I’m trying to write a script that reads the text on an image taken by an screenshot using tesseract. However, in this version of Fedora I’m unable to use any screenshot software provided: flameshot (flatpak) gnome-screenshot (flatpak) ksnip (both flatpak and rpm) maim (toolbox)
The only tool that works so far is the screenshot softwared packaged by default, but it doesn’t have custom output capabilities and many other things I need for the script to work properly.
So far I’m using this mess of a script:
# Get timestamp before screenshot
before=$(ls -t ~/Pictures/Screenshots/*.png 2>/dev/null | head -1)
# Trigger GNOME screenshot UI
gdbus call --session \
--dest org.freedesktop.portal.Desktop \
--object-path /org/freedesktop/portal/desktop \
--method org.freedesktop.portal.Screenshot.Screenshot \
"" '{"interactive": <true>}' >/dev/null 2>&1
# Wait for new screenshot
for i in {1..30}; do
sleep 0.2
latest=$(ls -t ~/Pictures/Screenshots/*.png 2>/dev/null | head -1)

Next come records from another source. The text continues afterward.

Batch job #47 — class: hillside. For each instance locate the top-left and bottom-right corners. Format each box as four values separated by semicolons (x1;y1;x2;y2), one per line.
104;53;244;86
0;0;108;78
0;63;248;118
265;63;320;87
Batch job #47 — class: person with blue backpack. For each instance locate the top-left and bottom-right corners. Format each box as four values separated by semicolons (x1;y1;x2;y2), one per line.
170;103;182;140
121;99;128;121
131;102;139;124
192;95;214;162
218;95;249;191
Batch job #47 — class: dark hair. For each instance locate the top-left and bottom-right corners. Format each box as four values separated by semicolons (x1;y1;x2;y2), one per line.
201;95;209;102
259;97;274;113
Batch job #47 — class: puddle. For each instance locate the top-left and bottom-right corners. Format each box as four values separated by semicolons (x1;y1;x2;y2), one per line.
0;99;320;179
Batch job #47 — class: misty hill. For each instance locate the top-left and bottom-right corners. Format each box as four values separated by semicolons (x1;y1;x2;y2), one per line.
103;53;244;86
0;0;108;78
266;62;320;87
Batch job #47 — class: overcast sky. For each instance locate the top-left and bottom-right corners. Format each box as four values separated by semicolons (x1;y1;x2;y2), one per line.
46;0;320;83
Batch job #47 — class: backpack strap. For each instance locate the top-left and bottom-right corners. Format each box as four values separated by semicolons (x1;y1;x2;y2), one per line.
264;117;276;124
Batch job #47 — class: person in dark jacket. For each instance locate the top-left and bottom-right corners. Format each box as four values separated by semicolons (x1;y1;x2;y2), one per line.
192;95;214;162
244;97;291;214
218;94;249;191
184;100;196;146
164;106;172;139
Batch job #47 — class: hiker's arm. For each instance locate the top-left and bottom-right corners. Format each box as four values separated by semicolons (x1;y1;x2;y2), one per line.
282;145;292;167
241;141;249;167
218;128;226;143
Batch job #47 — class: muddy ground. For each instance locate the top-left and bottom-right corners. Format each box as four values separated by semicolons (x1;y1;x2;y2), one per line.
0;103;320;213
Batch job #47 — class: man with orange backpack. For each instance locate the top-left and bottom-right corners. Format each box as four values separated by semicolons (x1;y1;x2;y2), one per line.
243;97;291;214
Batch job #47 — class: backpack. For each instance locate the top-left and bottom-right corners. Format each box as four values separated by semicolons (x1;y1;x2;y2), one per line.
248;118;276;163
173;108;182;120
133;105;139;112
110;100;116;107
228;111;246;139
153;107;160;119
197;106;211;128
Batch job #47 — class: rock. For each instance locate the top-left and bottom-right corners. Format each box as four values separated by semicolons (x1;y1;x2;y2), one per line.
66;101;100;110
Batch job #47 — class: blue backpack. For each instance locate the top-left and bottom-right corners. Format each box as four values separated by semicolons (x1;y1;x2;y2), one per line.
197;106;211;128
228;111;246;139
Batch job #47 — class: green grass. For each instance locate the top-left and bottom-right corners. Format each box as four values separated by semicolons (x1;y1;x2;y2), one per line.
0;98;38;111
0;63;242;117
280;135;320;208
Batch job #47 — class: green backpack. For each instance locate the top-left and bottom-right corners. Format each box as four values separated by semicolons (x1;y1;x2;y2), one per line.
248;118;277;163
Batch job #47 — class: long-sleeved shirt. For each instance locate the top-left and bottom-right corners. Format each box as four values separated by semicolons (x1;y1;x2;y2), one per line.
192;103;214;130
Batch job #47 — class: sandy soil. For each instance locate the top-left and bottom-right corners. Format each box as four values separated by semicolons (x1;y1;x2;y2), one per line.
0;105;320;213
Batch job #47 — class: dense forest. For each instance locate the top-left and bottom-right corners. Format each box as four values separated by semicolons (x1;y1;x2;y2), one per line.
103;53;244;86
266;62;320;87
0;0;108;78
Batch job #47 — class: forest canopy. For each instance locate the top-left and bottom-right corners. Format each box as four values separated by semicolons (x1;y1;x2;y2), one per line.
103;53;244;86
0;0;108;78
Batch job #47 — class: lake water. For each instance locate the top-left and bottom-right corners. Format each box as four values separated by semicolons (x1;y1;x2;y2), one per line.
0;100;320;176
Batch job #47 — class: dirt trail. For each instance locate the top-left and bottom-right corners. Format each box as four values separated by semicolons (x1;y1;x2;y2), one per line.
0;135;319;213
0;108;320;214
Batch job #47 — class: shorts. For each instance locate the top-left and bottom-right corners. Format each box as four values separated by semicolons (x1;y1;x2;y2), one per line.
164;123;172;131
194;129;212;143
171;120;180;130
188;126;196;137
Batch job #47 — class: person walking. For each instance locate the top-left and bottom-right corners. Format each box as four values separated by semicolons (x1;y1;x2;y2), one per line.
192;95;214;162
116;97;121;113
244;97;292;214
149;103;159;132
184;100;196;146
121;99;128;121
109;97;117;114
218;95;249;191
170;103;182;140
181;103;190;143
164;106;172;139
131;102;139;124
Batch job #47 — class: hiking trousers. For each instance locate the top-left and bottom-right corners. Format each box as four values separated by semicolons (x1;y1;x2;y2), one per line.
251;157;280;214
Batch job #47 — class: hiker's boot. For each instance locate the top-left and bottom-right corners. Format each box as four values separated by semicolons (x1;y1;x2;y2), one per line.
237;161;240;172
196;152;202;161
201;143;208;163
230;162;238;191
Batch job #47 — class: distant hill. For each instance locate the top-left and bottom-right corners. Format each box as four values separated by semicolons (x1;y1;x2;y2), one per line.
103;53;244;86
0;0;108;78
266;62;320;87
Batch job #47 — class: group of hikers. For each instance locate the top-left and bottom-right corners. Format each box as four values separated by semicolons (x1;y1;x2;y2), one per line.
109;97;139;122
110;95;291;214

if [ "$latest" != "$before" ] && [ -f "$latest" ]; then
break
fi
done
# Get latest screenshot
latest=$(ls -t ~/Pictures/Screenshots/*.png 2>/dev/null | head -1)
# OCR and copy to clipboard >:)
if [ -f "$latest" ]; then
result=$(toolbox run -c python tesseract "$latest" stdout)
echo "$result" | wl-copy
echo "$result"
rm -f "$latest"
else
echo "No screenshot found"
exit 1
fi
Sometimes it works, but it’s tedious and in F41 I had everything working flawlessly. Please help me!
Not an actual solution to the problem you wrote about, but it might help:
Some of these tools don’t work because they rely on using X, while you seem to be using a wayland compositor. Only wayland tools will work there, and the compositor must support the screenshot protocol for it to work. This is especially true for `gnome-screenshot`
You are mentioning that you installed `maim` in toolbox. It might be possible that maim doesn’t have permissions to communicate with the outside. You might want to try installing it with `rpm-ostree apply-live` instead.
Depending on what you want to do with this, you might want to directly get the text from the application using accessibility software such as at-spi, so you can skip both getting a screenshot and using OCR on the screenshot to convert back to text.
That is exactly what I also do. Since Gnome 49, I indeed also cobbled something together using the build-in Gnome Shell utility. For the grabbing, I hacked with dotool, a keyboard simulation tool, to trigger the screenshot tool. However, today, I replaced this hack with your gdbus call command, which obviously is a way better solution.
So I hope I can help you on my turn with the second part: retrieving the screenshot, for which I think I have a better method.
I use inotify. It watches the Screenshots directory for changes. When a file is created, it can return the file name:
So you could plug in this line instead of your for…done loop to await the new screenshot, and the command to #Get latest screenshot that follows.
My script (with your input) currently looks like:
#!/bin/bash
# Dependencies: sudo dnf install tesseract tesseract-langpack-nld tesseract-langpack-fra inotify-tools
WATCH_DIR=~/Pictures/Screenshots
# Check if dependencies are installed
if ! command -v inotifywait >/dev/null 2>&1; then
echo "Error: inotifywait command not found."
exit 1
fi
if ! command -v tesseract >/dev/null 2>&1; then
echo "Error: tesseract command not found."
exit 1
fi
# Launch screenshot
gdbus call --session \
--dest org.freedesktop.portal.Desktop \
--object-path /org/freedesktop/portal/desktop \
--method org.freedesktop.portal.Screenshot.Screenshot \
"" '{"interactive": <true>}' >/dev/null 2>&1
# Wait for creation of new file
NEW_FILE=$(inotifywait -t 30 -q -e create --format "%w%f" "$WATCH_DIR")
# Do OCR on created screenshot
LANG=eng+nld
export LC_ALL=en_US.UTF-8 # - tesseract won't work if LC_ALL is unset so we set it here
tesseract -l "$LANG" "$NEW_FILE" "$NEW_FILE" # OCR in given language
head -c -1 "$NEW_FILE".txt | wl-copy
# notify-send -i dialog-information "Copied to clipboard" "The OCR-ed text has been copied to the clipboard"
# Cleanup
rm "$NEW_FILE" "$NEW_FILE".txt
Previously, I simulated hitting the PrtScr button with
This is what I love the most about forums. Thank you so much. I just modified the tesseract line to run inside the container I installed it in: toolbox run -c python tesseract -l "$LANG" "$NEW_FILE" "$NEW_FILE"
But everything works faster now. Still, this is a very hacky solution to a decades old problem that was already solved.